I’ll add these details to the PEP.

The compiler treats any referenced name that isn’t a local (i.e. is referenced but never assigned) as a global, it doesn’t know or care about whether the global exists or is “known” in any sense.

Which also means (I just realized, and verified) that the entire section about UnboundLocalError vs NameError in the PEP is just wrong The support for globals that I mentioned above already kicks in the same for this case (because it’s exactly the same case as far as the compiler is concerned; the only difference is whether that name exists in module globals at runtime.)

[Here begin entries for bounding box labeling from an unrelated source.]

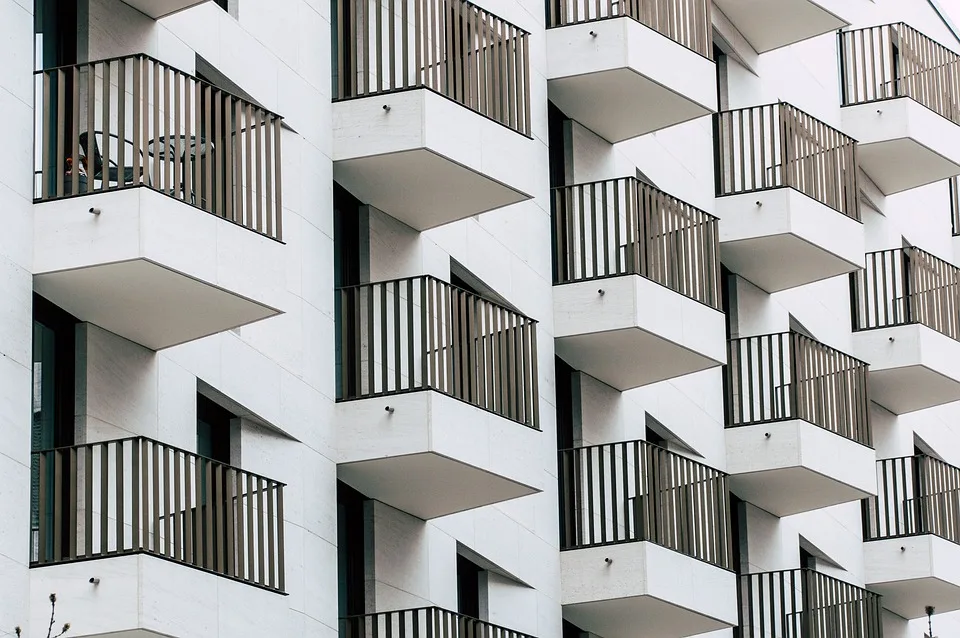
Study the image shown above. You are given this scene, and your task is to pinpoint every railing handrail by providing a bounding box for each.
[727,330,870,366]
[34,53,284,242]
[30,435,287,487]
[30,436,285,593]
[725,330,873,447]
[717,100,857,142]
[557,440,732,570]
[739,567,883,638]
[713,101,862,223]
[550,175,720,221]
[850,246,960,339]
[336,274,540,324]
[557,439,730,478]
[840,20,960,60]
[332,0,532,139]
[546,0,713,60]
[839,22,960,124]
[866,246,960,275]
[551,176,721,310]
[339,605,534,638]
[33,53,283,122]
[337,275,540,430]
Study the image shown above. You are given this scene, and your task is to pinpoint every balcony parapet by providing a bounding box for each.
[30,437,285,593]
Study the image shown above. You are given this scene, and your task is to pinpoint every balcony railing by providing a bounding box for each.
[559,441,731,569]
[850,247,960,340]
[714,102,860,221]
[337,275,540,428]
[740,569,883,638]
[547,0,713,59]
[840,22,960,124]
[726,332,873,446]
[863,454,960,544]
[333,0,531,136]
[34,55,283,239]
[340,607,533,638]
[553,177,720,309]
[30,437,284,591]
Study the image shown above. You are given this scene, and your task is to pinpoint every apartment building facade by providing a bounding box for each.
[0,0,960,638]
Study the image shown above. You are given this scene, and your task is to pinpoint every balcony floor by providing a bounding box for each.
[560,542,737,638]
[716,188,864,293]
[841,97,960,195]
[546,17,717,142]
[716,0,850,53]
[863,534,960,619]
[726,419,876,517]
[333,89,535,231]
[553,275,726,391]
[34,188,285,350]
[853,324,960,414]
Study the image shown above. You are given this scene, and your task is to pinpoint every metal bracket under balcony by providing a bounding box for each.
[714,102,864,293]
[726,332,876,516]
[714,0,850,53]
[863,454,960,619]
[546,0,717,142]
[740,569,883,638]
[337,276,540,519]
[553,178,725,390]
[559,441,737,638]
[840,23,960,195]
[850,247,960,414]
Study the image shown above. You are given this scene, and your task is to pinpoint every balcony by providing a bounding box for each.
[840,23,960,195]
[850,247,960,414]
[333,0,538,230]
[715,0,850,53]
[546,0,717,142]
[559,441,737,638]
[339,607,533,638]
[337,276,540,519]
[30,437,287,636]
[714,102,864,293]
[553,178,726,390]
[123,0,207,20]
[34,55,286,350]
[740,569,883,638]
[863,454,960,619]
[726,332,876,516]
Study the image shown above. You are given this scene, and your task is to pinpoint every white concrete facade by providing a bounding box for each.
[0,0,960,638]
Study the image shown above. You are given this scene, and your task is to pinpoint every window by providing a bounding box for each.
[31,294,78,450]
[337,481,368,618]
[713,43,730,111]
[457,554,485,618]
[333,182,363,397]
[197,394,236,465]
[30,294,77,558]
[554,357,577,450]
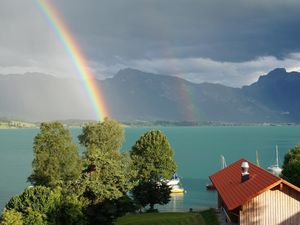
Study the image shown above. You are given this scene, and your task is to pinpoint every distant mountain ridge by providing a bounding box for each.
[0,68,300,123]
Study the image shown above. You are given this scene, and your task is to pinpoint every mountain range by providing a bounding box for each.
[0,68,300,123]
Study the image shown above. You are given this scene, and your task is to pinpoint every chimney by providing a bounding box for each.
[241,162,250,183]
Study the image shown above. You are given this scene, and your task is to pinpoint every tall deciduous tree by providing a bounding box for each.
[281,145,300,187]
[28,122,81,187]
[1,186,87,225]
[75,147,134,205]
[74,119,136,224]
[130,131,176,211]
[130,130,176,181]
[132,181,170,211]
[78,118,124,152]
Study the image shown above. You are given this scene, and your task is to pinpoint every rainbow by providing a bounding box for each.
[36,0,109,121]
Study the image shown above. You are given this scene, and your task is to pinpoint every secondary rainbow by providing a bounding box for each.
[36,0,109,121]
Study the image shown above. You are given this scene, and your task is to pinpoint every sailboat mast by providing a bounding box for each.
[256,150,260,167]
[276,145,279,167]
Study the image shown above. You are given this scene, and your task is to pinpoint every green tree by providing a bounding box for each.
[73,119,136,224]
[2,186,87,225]
[0,209,24,225]
[132,181,171,212]
[74,147,134,205]
[130,131,176,211]
[281,145,300,187]
[78,118,124,152]
[130,130,176,181]
[28,122,81,187]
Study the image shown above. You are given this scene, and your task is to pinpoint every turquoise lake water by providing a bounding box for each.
[0,126,300,211]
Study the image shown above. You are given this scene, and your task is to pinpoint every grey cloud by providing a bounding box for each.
[0,0,300,86]
[56,0,300,61]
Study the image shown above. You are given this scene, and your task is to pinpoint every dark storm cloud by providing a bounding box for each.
[0,0,300,86]
[55,0,300,61]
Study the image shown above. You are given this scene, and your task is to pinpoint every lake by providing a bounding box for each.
[0,126,300,211]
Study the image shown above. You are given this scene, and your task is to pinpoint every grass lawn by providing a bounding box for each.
[115,209,219,225]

I think that bit of the PEP dates back to a much earlier version of the implementation, but I didn’t put a test in specifically for the NameError/UnboundLocalError difference, and didn’t realize that I also fixed that difference when I fixed the use of globals generally. So it’s no wonder you thought that section of the PEP implied that globals would be broken; it would indeed imply that, if it were true

Rosuav · February 28, 2023, 2:19am

That’s a curious quirk. I think I like it, but it effectively does mean that Python has sub-function scope built into the library. Do other implementations than CPython have views on this?

ChrisA

carljm · February 28, 2023, 3:45am

Yes; really just into the bytecode compiler. “Sub-function scope” is a reasonably good name for what this PEP introduces.

I don’t know! I can reach out to directly ask someone from PyPy, at least. Are there other implementations actively keeping up with CPython that I should proactively reach out to?

Glenn · February 28, 2023, 3:58am

Does it matter? Isn’t this just internal to the CPython implementation?
It isn’t a language feature, just an implementation optimization.

carljm · February 28, 2023, 4:11am

Since it has user-visible effects beyond just performance (on tracebacks and the output of locals(), as described in the PEP), albeit minor ones, it could be considered a change to the language, and other implementations may want to adapt to those effects.

Rosuav · February 28, 2023, 5:25am

Not sure. MicroPython has lagged behind lately (I think it’s half way through the 3.x versions somewhere), IronPython is talking about a version 3.4 (although it includes “some syntax and features from newer Python versions”), and Jython is just starting on a 3.x beta.

Brython appears to be at version 3.11, although I wouldn’t call that a major implementation. But they do seem to be tracking CPython reasonably closely.

I looked up Cython’s FAQ, and they don’t claim to be a Python implementation, but it is an official goal to be able to “compile regular Python code and run (most of) the normal Python test suite”, but they’re currently looking at Python 3.6 as a requirement, according to the FAQ. Does anyone know if that’s also the language compatibility target?

So, it’s probably only PyPy of major implementations, sadly.

Rosuav · February 28, 2023, 5:27am

BTW, to quickly eyeball a list of Pythons and see if any seemed to be current, I used this list from the Python wiki. So if anyone here is involved in an active Python implementation (or knows of one) that isn’t on this list, do please add it!

timfelgentreff · February 28, 2023, 9:35am

Since GraalPy tries to not lag behind CPython more than a year or so, we would be affected by this. Even if it might be considered a minor visible effect and/or an implementation detail, it is always surprising (to me) how much of those details end up being relied upon

Because of details such as this we have recently switched to re-using the PEG parser and following the CPython bytecode compiler as closely as we possibly can, so I think that we would just pick up those same changes in observable behaviour without much headache.